Many people do not realise how hard a decision it is for a woman climbing the career ladder to give up what she has achieved to start a family. Some women don’t even have the luxury of such a decision; a single income source is just not enough to pay for the flat, living expenses, and support parents from both sides. Many decide to continue working full time out of not having a choice, some simply as means to upward mobility. I also know women who forego careers for children only to regret it a few years later. It is all these considerations that make couples shelve family plans for now, till they feel they have achieved more in their careers, or till they feel they can afford it.

I wish Singapore could be as thoughtful as Sweden, Norway and the UK  - where they offer one year of paid maternity/ paternity leave. However, as an informed Singaporean well aware of the “hard truths”, a year of paid maternity leave places Singapore out of the competition as best Asian country to site a regional HQ or MNC arm in - if the government enforces such protective measures for its workforce, companies could easily shift to another country where they don’t have to deal with such rules.

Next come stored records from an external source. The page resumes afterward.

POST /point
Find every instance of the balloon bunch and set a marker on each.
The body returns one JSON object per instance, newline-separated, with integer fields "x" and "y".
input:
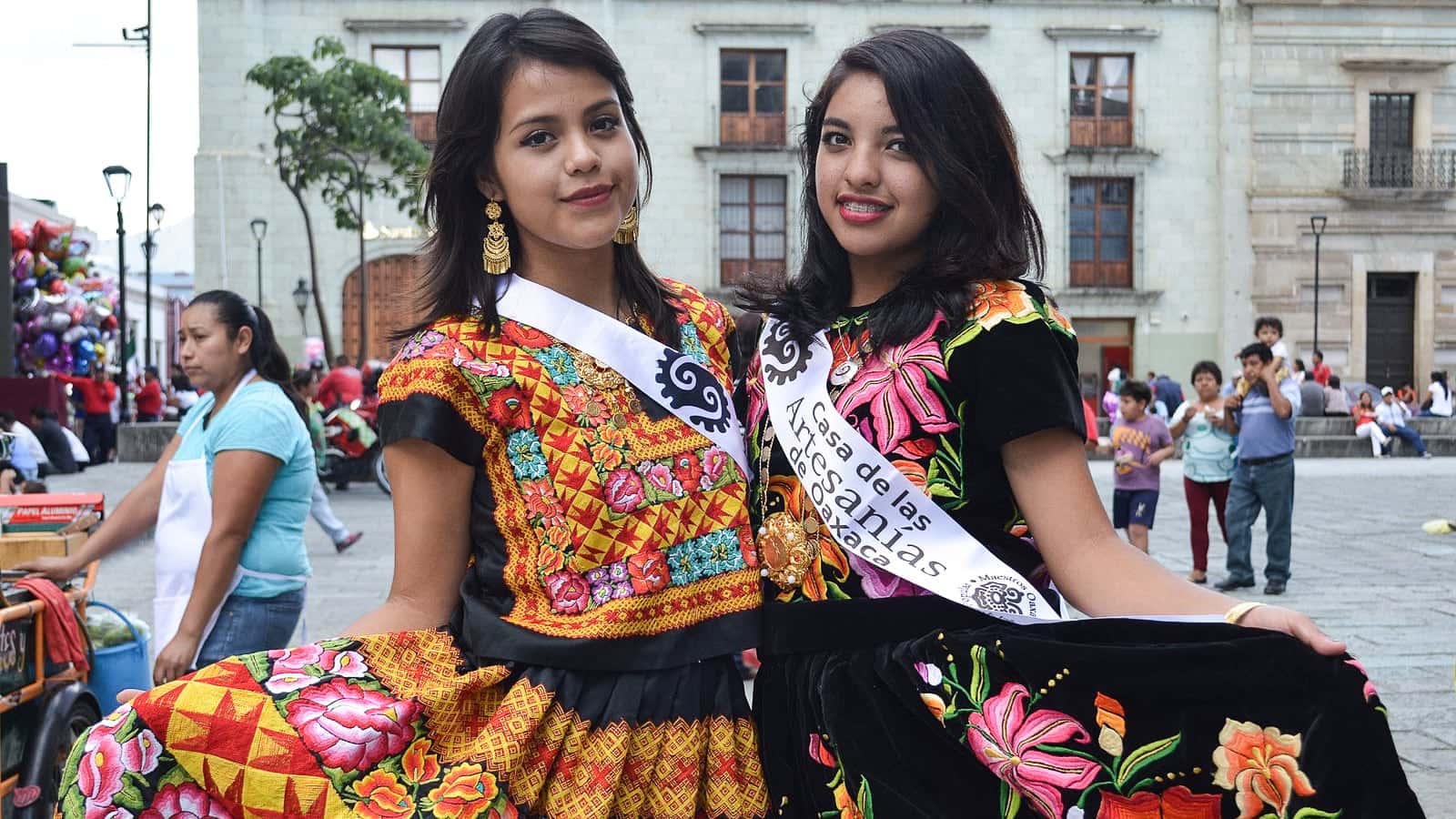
{"x": 65, "y": 310}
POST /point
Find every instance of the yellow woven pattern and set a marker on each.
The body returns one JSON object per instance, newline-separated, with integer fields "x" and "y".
{"x": 558, "y": 763}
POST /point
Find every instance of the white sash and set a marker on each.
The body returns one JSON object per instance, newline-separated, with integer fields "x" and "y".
{"x": 683, "y": 387}
{"x": 868, "y": 504}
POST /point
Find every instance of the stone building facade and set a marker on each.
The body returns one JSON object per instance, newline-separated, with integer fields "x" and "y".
{"x": 1148, "y": 130}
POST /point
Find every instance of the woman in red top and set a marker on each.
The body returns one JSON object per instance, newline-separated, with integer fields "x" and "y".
{"x": 149, "y": 398}
{"x": 99, "y": 433}
{"x": 1366, "y": 428}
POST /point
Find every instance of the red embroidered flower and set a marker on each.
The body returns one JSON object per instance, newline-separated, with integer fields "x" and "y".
{"x": 507, "y": 409}
{"x": 648, "y": 571}
{"x": 465, "y": 793}
{"x": 568, "y": 592}
{"x": 184, "y": 802}
{"x": 351, "y": 727}
{"x": 383, "y": 796}
{"x": 688, "y": 470}
{"x": 715, "y": 460}
{"x": 1176, "y": 804}
{"x": 420, "y": 763}
{"x": 625, "y": 491}
{"x": 523, "y": 336}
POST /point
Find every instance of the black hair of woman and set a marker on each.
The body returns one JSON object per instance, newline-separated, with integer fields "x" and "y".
{"x": 266, "y": 356}
{"x": 957, "y": 130}
{"x": 466, "y": 128}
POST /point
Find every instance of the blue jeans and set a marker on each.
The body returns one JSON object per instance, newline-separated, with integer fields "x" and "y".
{"x": 1409, "y": 436}
{"x": 1269, "y": 486}
{"x": 252, "y": 624}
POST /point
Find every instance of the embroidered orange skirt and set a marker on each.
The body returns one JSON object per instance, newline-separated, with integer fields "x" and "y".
{"x": 388, "y": 726}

Hence, I feel a more elegant solution would be to encourage an economy that offers part-time jobs for mothers - so they can juggle the dual responsibilities of child-minding and making an income to upkeep the family in a Singapore that’s become increasingly expensive to live in. Not only should part-time jobs be available, it must be looked upon as an important mechanism for the economy. Companies could modify parts of its operation so that part-time workers can contribute meaningfully, and also provide a career progression path for such part-time workers.

Overall, the business environment needs to embrace part-time workers, which the government could encourage through incentives. It will be money well spent if it can achieve better fertility rates while keeping a good percentage of Singaporeans in the workforce. It also means a less lax foreign talent policy, and less disgruntled Singaporeans.

Part-time jobs give mothers a choice. It allows a mother to continue her career, albeit at a slower pace. Most of all, now she can find time for her child, while continue to make money to ensure a reasonable quality of life for the child. The decision to start a family is not so difficult now. Yes, we would like to have our cake and eat it. If it’s possible, well, why not? This goes to serve the big picture which is summed up earlier in this writing - women can continue to be part of a skilled workforce and contribute to the daily grind of the grand machine called Singapore.